Recently I was listening to a podcast, and the speaker mentioned offering a confidential survey, which he felt was more valuable than an anonymous one. I had to stop and consider the differences, and I realized there certainly may be times when offering confidential surveys can beat offering anonymous ones.

Types of surveys

  • Anonymous-Anonymous surveys collect information and aggregate it without leaving a “trail” to find the specific participant
  • Confidential-Confidential surveys collect information but tie the response back to a unique identifier for each participant. This allows a third party to follow up if need be on specific answers.

How they work and why they matter

I’ve seen the impact that suspicion/doubt has on response rates for anonymous surveys. If the people being surveyed do not think their responses are going to be protected, they will either lie, tone down the truth, or not respond at all. In the end those altered responses hurt everyone who the survey was intended to help.

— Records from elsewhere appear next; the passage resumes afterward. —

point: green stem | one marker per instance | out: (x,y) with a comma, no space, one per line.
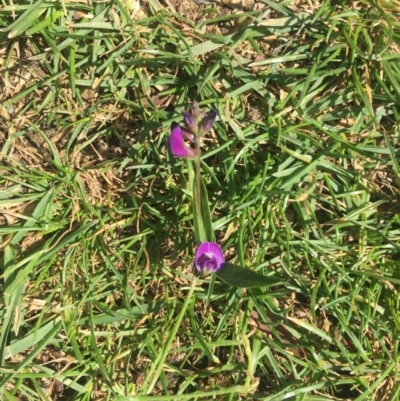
(198,183)
(158,364)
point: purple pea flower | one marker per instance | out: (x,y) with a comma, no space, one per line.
(196,124)
(177,145)
(209,258)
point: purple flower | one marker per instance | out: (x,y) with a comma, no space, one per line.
(177,145)
(209,258)
(197,124)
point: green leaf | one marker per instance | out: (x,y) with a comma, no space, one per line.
(241,277)
(24,21)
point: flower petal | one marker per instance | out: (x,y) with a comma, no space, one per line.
(177,145)
(209,258)
(208,121)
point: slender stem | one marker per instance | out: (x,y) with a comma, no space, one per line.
(198,178)
(158,364)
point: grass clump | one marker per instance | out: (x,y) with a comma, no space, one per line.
(302,175)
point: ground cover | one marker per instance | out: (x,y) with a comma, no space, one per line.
(302,177)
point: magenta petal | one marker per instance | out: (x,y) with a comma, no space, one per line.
(209,258)
(177,145)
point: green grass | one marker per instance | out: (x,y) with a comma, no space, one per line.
(96,226)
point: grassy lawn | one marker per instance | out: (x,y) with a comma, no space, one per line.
(96,222)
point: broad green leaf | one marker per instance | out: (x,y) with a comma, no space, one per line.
(241,277)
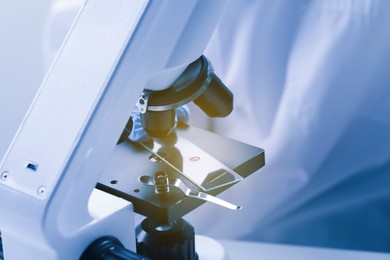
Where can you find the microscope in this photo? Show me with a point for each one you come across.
(71, 180)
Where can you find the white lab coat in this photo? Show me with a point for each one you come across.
(311, 86)
(311, 81)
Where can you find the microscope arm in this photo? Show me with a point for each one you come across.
(115, 49)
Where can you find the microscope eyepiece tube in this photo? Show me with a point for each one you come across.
(216, 100)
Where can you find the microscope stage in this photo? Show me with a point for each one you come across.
(130, 161)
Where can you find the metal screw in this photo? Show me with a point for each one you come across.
(4, 176)
(161, 182)
(42, 191)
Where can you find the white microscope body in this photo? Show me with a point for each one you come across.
(49, 206)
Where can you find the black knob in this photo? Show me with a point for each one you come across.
(166, 241)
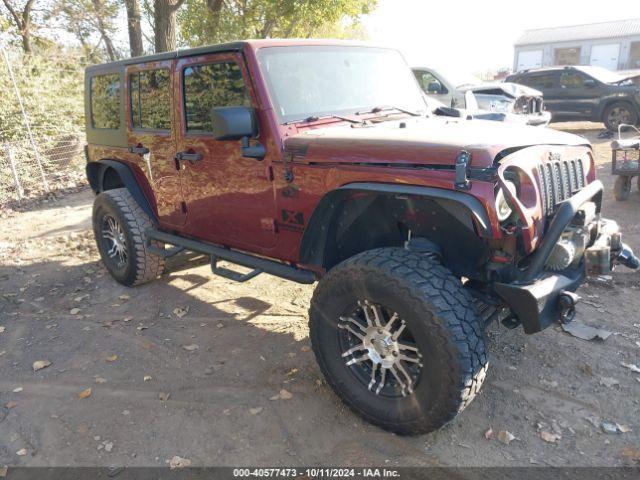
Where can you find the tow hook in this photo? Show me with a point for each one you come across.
(567, 306)
(627, 258)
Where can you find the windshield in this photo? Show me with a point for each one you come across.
(311, 81)
(602, 74)
(460, 79)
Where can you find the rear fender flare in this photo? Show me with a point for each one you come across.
(316, 234)
(96, 175)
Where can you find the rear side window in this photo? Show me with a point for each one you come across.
(571, 80)
(213, 85)
(540, 82)
(151, 99)
(105, 101)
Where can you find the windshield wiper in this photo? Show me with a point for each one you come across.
(389, 107)
(315, 118)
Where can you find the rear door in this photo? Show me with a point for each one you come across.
(151, 136)
(548, 83)
(577, 99)
(230, 199)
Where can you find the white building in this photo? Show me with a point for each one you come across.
(613, 45)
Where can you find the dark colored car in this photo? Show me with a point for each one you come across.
(585, 93)
(318, 161)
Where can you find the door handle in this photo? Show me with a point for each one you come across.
(140, 150)
(189, 156)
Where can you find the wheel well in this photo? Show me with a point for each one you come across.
(111, 179)
(612, 101)
(366, 220)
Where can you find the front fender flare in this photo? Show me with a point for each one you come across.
(316, 234)
(95, 175)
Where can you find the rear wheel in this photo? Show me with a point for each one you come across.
(119, 226)
(397, 337)
(622, 188)
(617, 114)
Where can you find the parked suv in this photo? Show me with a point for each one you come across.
(315, 161)
(585, 93)
(507, 101)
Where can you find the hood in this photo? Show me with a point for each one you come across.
(428, 141)
(513, 90)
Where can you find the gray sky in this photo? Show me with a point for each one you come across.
(474, 36)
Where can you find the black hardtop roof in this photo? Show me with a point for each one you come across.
(188, 52)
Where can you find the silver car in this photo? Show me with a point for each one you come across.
(507, 101)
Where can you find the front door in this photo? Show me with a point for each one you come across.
(230, 199)
(151, 137)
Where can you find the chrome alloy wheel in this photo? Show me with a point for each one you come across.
(380, 350)
(114, 240)
(618, 116)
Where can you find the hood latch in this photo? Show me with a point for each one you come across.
(462, 169)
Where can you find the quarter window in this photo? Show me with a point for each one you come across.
(105, 101)
(213, 85)
(571, 80)
(151, 99)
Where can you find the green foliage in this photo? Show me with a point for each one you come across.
(51, 86)
(240, 19)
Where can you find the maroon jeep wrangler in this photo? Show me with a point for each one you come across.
(320, 161)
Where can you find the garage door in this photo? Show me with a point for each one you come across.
(530, 59)
(605, 55)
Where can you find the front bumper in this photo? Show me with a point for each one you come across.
(538, 297)
(541, 119)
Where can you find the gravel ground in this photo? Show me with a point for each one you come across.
(189, 365)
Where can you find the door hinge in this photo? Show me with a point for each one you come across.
(462, 169)
(269, 173)
(268, 224)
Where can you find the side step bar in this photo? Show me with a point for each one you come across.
(217, 253)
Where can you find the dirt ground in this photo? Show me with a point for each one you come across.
(188, 366)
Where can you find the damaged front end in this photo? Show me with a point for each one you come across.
(510, 100)
(557, 236)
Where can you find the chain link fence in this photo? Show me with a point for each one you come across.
(30, 169)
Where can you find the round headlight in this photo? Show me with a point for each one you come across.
(503, 210)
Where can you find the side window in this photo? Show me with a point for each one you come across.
(540, 82)
(571, 80)
(105, 101)
(212, 85)
(151, 99)
(428, 79)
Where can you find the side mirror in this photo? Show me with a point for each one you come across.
(434, 87)
(237, 123)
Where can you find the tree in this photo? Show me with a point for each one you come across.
(213, 21)
(134, 27)
(91, 21)
(164, 24)
(21, 18)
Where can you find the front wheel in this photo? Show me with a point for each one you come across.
(397, 337)
(119, 226)
(622, 188)
(617, 114)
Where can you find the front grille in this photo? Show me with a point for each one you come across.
(559, 180)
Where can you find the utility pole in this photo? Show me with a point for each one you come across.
(24, 117)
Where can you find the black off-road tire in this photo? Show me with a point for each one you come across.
(140, 266)
(622, 188)
(442, 318)
(612, 125)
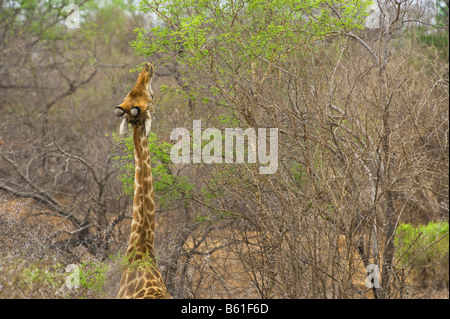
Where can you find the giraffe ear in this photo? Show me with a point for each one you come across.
(118, 111)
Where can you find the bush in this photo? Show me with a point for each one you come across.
(424, 250)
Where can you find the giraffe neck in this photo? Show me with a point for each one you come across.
(143, 224)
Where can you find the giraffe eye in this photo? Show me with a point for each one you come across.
(118, 111)
(135, 111)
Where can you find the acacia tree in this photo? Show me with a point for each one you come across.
(348, 152)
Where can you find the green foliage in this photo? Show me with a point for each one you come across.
(422, 244)
(93, 276)
(167, 186)
(226, 37)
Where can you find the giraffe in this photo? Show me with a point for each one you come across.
(141, 278)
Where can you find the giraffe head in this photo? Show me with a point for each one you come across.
(138, 104)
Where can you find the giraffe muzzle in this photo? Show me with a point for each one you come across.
(135, 111)
(118, 111)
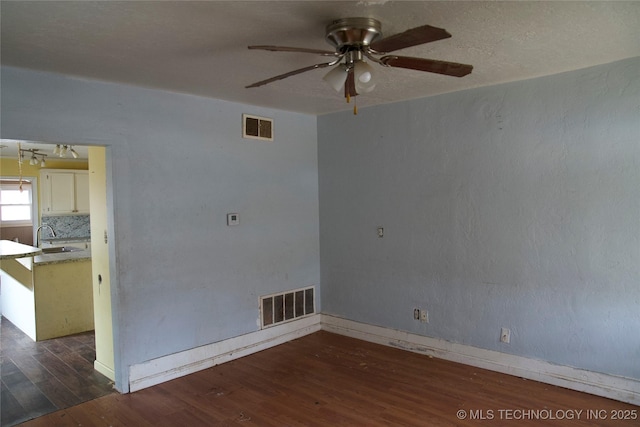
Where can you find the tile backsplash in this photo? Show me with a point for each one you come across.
(66, 226)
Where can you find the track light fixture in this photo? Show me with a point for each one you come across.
(35, 157)
(62, 151)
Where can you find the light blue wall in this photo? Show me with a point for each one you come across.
(179, 165)
(514, 206)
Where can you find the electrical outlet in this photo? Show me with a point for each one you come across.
(505, 335)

In the past I’ve put together anonymous surveys for our staff to take, but inevitably there’s a manager here or there that wants me to find out who put in some responses. It’s always funny when I give them a look and reply, “You know this is anonymous, right? I put things in place so even I can’t tell who responded unless they put in unique information that applies only to them.” In the past it was puzzling to get that response; now I think it would sometimes be valuable if those had been confidential, not just anonymous.

For instance, if Bob puts on his survey that he’s feeling frustrated with management and doesn’t plan to stay longer than a year at the job, but his manager doesn’t know that Bob feels that way, then the information is virtually useless if it was gathered anonymously.

In the same scenario above, if we gathered that data in a confidential survey, I (or some other third party) could reach out and try to help diffuse the situation without the manager directly knowing who the respondent was. The employee is still protected, but the problem also now has the chance of being solved. Win-win!